Yo, en cambio, sabía que lo peor ya había pasado. Habían encendido su propio fuego, y solo quedaba ver cómo se consumían.
El aire olía a sudor y adrenalina. Sus voces se superponían, cada palabra un chispazo que alimentaba el incendio. Mi madre soltó un leve suspiro, apenas audible, mientras el temblor de sus dedos comenzaba a ceder. Yo permanecí inmóvil, ajeno al drama emocional que se desarrollaba junto a mí. Solo quedaba un paso más.
Me pregunto si mi creador me estará viendo ahora mismo...
Es hora de acabar con esto. Solo hace falta una última chispa.
Finalmente, el más callado habló, tratando de controlar el fuego que ellos mismos habían iniciado:
—Aquí, en la pandilla, todos somos familia. Nadie desconfía de nadie. Todos somos hermanos. Nos protegemos entre nosotros. —dijo, mirando a todos a su alrededor. Luego clavó sus ojos en mí, como si buscara reafirmarse en sus propias palabras.
Yamileth miraba la escena con los ojos entrecerrados, como si no pudiera creer lo que estaba sucediendo. Tragó saliva al verme avanzar un paso, sin mostrar duda alguna.
Respondí sin titubear:
—Qué curioso. Si son una familia y se cuidan tanto, ¿qué pasaría si apareciera la policía? ¿El líder que los manda realmente los protegería?
El aire se volvió pesado. Pude ver cómo un escalofrío recorría a cada uno de ellos. Uno se mordió el labio, otro frunció el ceño y dio un paso atrás. Incluso el callado agachó la cabeza brevemente antes de recuperar la compostura.
—Yo me voy —murmuró uno, rompiendo el silencio.
—Yo también —dijo otro, mirando nerviosamente a ambos lados de la calle.
—Mejor me largo antes de que venga la policía —susurró el tercero, alejándose con pasos rápidos.
Uno a uno, los cuatro se fueron. El callado les gritó:
—¡No es cierto! ¡No escuchen a ese niño, solo está jugando con ustedes!
Pero ya era tarde. Se había quedado solo.

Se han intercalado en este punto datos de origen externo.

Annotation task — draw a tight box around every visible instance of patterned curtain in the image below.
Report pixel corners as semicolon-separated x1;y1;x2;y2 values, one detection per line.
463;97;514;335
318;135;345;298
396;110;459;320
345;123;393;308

Antes de hablar, observé sus movimientos y su mirada. Noté el leve temblor en su mano y cómo su respiración se había acelerado. Era evidente que no esperaba este desenlace. Con una voz calma, que contrastaba con el caos anterior, le dije:
—Pregúntate algo: si tu familia estuviera en peligro, ¿ellos te ayudarían? Mira cómo se fueron. Ni siquiera se preocuparon por ti. No esperaron, no se aseguraron de que estuvieras bien. ¿Es esa la familia que dices que te cuida?
El hombre respiró hondo, como si mis palabras le hubieran hundido una daga en el pecho. Por un instante, pareció vacilar. Sus ojos reflejaban algo más que ira: había duda, frustración y una sombra de soledad.
—Cállate… —murmuró finalmente, con una voz que intentaba ser firme, pero sonaba débil.
Sin decir nada más, giró sobre sus talones y se marchó lentamente, sus pasos resonando en la calle vacía. Con cada pisada, el eco parecía más pesado, como si cargara consigo el peso de una verdad que no quería aceptar.
Mientras se alejaba, su figura se desvaneció entre las sombras, pero el eco de sus pasos quedó flotando en el aire, como un recordatorio de lo que acababa de suceder. Aunque ya no estaba allí, su sombra seguía presente, cargando el peso silencioso de su derrota.
Mi madre, temblando, rompió en llanto. Su respiración era irregular, entrecortada, como si cada sollozo arrancara un pedazo de su alma. Sus manos temblorosas se aferraron a mis hombros, y luego me abrazó con fuerza, casi aplastándome contra su pecho.
—Estás bien… estás bien… gracias a Dios, estás bien —murmuraba entre lágrimas, su voz rota por el miedo y el alivio.
Yo, en cambio, no sentía nada. Su llanto, sus palabras, incluso su abrazo... todo era un estímulo externo que apenas registraba.
En el fondo, solo había estado observando. El incidente, para mí, no fue más que una serie de variables que se resolvieron según lo esperado. Curioso, tal vez, por ver cómo reaccionarían los pandilleros, pero nada más.
Incluso ahora, con mi madre aferrada a mí como si intentara protegerme de algo que ya había pasado, seguía siendo un simple espectador. Su mundo se derrumbaba, y yo simplemente lo veía caer.
¿Esto es lo que se supone que debería sentir? No lo sé. Solo sé que todo salió como lo planeé.